Less robust if test commits something; truncate tables between tests.

Factory boy

import factory

class UserFactory(factory.Factory):
    class Meta:
        model = User
    
    email = factory.Sequence(lambda n: f"user{n}@example.com")
    full_name = factory.Faker("name")
    is_active = True

class PostFactory(factory.Factory):
    class Meta:
        model = Post
    
    title = factory.Faker("sentence")
    body = factory.Faker("text")
    author = factory.SubFactory(UserFactory)
async def test_user_create(db_session):
    user = UserFactory.build()
    db_session.add(user)
    await db_session.commit()
    
    fetched = await db_session.get(User, user.id)
    assert fetched.email == user.email

build() creates; add() to insert. Fixtures stay short.

Pytest-asyncio / pytest-anyio

import pytest

@pytest.mark.asyncio
async def test_x(db_session):
    ...

Or with anyio:

@pytest.fixture(scope="session")
def anyio_backend():
    return "asyncio"

@pytest.mark.anyio
async def test_x(db_session):
    ...

Both work. anyio is more common in modern FastAPI projects.

Testing relationships

async def test_posts_loaded(db_session):
    user = UserFactory.build()
    user.posts = [PostFactory.build() for _ in range(3)]
    db_session.add(user)
    await db_session.commit()
    
    stmt = select(User).options(selectinload(User.posts)).where(User.id == user.id)
    result = await db_session.scalar(stmt)
    assert len(result.posts) == 3

Testing constraints

async def test_email_unique(db_session):
    db_session.add(UserFactory.build(email="[email protected]"))
    await db_session.commit()
    
    db_session.add(UserFactory.build(email="[email protected]"))
    with pytest.raises(IntegrityError):
        await db_session.commit()

Verifies the DB constraint actually fires.

Testing migrations

def test_no_drift(engine):
    from alembic.autogenerate import compare_metadata
    from alembic.migration import MigrationContext
    
    with engine.sync_engine.connect() as conn:
        ctx = MigrationContext.configure(conn)
        diff = compare_metadata(ctx, Base.metadata)
        assert diff == [], f"Drift: {diff}"
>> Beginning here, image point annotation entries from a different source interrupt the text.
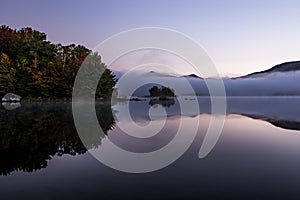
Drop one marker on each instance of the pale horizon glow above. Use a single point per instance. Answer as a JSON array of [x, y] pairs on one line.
[[241, 37]]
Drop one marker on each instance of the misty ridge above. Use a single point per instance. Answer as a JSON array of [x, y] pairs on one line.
[[281, 80]]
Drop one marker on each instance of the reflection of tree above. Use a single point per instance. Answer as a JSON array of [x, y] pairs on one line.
[[33, 134], [165, 103]]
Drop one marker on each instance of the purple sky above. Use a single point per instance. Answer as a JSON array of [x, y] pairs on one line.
[[240, 36]]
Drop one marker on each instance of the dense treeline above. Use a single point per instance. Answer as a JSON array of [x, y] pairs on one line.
[[33, 67]]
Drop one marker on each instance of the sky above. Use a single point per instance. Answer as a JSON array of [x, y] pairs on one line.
[[240, 37]]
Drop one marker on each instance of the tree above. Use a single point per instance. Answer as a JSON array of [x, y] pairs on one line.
[[31, 66]]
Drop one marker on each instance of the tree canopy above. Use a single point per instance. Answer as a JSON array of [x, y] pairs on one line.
[[33, 67]]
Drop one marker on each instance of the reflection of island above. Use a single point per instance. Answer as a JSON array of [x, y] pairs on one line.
[[34, 133], [165, 103], [282, 112], [163, 96]]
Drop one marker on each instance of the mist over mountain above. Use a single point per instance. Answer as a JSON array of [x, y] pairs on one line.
[[280, 80]]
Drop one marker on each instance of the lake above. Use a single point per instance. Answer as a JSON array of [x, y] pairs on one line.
[[257, 155]]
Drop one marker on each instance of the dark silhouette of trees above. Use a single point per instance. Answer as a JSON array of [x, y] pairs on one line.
[[34, 133], [33, 67]]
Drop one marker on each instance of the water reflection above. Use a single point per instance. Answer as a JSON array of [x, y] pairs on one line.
[[34, 133]]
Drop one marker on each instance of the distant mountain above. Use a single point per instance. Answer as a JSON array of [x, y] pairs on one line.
[[280, 80], [284, 67]]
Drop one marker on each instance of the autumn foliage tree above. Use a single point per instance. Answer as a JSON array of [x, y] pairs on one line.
[[34, 67]]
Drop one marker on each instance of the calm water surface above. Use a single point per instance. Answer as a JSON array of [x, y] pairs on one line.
[[256, 157]]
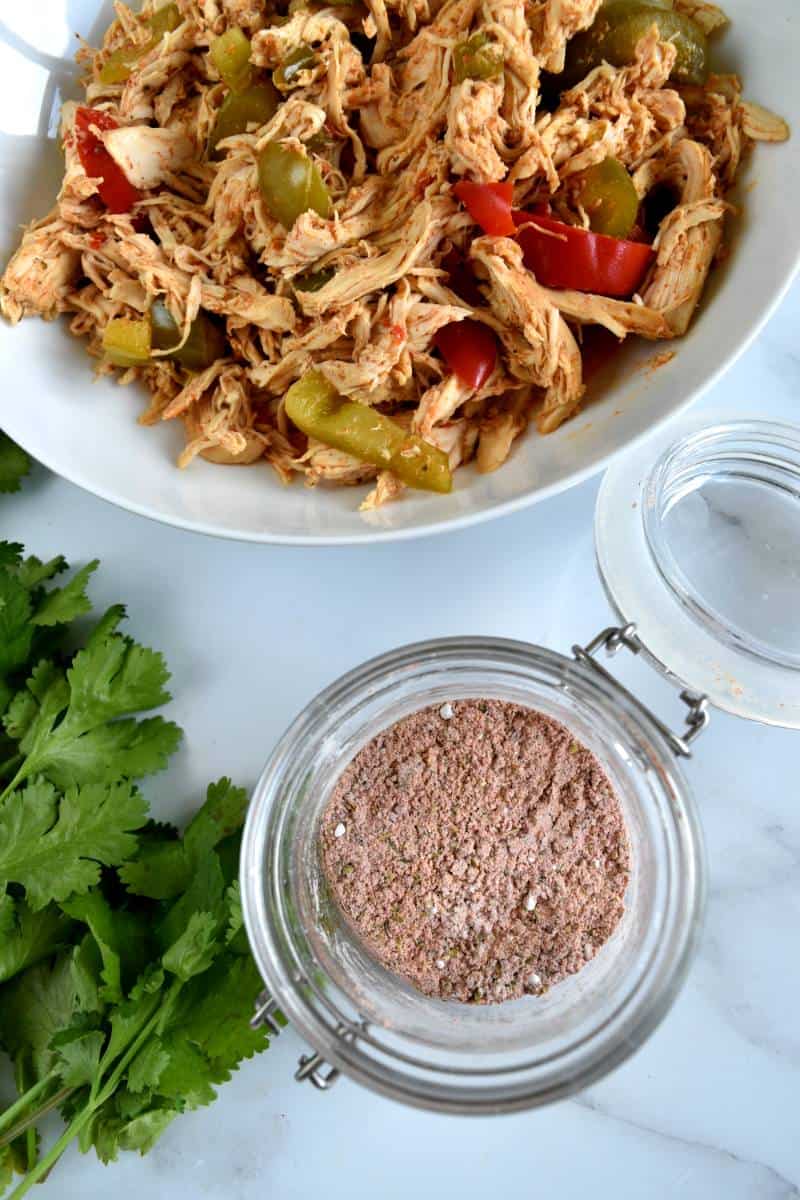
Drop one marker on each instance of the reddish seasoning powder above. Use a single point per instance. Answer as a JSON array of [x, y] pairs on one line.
[[477, 850]]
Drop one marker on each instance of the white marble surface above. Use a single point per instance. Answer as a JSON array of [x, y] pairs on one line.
[[709, 1108]]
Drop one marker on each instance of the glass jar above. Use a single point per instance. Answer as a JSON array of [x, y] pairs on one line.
[[703, 551], [371, 1024]]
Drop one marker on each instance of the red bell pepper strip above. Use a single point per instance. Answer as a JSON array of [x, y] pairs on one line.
[[116, 193], [469, 349], [488, 204], [563, 256]]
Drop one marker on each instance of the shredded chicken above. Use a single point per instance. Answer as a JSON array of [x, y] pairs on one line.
[[388, 108]]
Catches forgotten migrations.

For migration up/down:

def test_migrations(postgres):
    cfg = Config("alembic.ini")
    cfg.set_main_option("sqlalchemy.url", postgres.get_connection_url())
    
    command.upgrade(cfg, "head")
    command.downgrade(cfg, "base")
    command.upgrade(cfg, "head")

Performance tests

For critical queries, test query count:

async def test_no_n_plus_1(db_session):
    [UserFactory.build() for _ in range(10)]
    await db_session.commit()
    
    queries = []
    @event.listens_for(db_session.sync_session, "do_orm_execute")
    def collect(orm_execute_state):
        queries.append(orm_execute_state.statement)
    
    stmt = select(User).options(selectinload(User.posts))
    users = (await db_session.execute(stmt)).scalars().all()
    for u in users:
        _ = u.posts  # access
    
    assert len(queries) == 2  # users + posts (no N+1)

Tests that selectinload is being used.

Fixture composition

@pytest.fixture
async def admin_user(db_session):
    user = UserFactory.build(role="admin")
    db_session.add(user)
    await db_session.commit()
    return user

@pytest.fixture
async def auth_client(client, admin_user):
    token = make_token(admin_user.id)
    client.headers["Authorization"] = f"Bearer {token}"
    return client

async def test_admin_endpoint(auth_client):
    r = await auth_client.get("/admin/users")
    assert r.status_code == 200

Compose fixtures up the stack.

CI integration

services:
  postgres:
    image: postgres:17
    env:
      POSTGRES_PASSWORD: test
    ports: ["5432:5432"]
    options: >-
      --health-cmd pg_isready
      --health-interval 10s

Or testcontainers does this automatically.

Cross-DB testing

For DB-agnostic libraries, parametrize:

@pytest.fixture(params=["postgres", "mysql", "sqlite"])
def engine(request):
    if request.param == "postgres":
        with PostgresContainer() as pg:
            yield create_async_engine(pg.get_connection_url())
    elif ...

Run tests against each. Slower; catches dialect bugs.

Common mistakes

1. Mocking the session

session = AsyncMock()
session.get.return_value = User(...)

Tests pass; SQL never runs; constraint bugs ship. Use real DB.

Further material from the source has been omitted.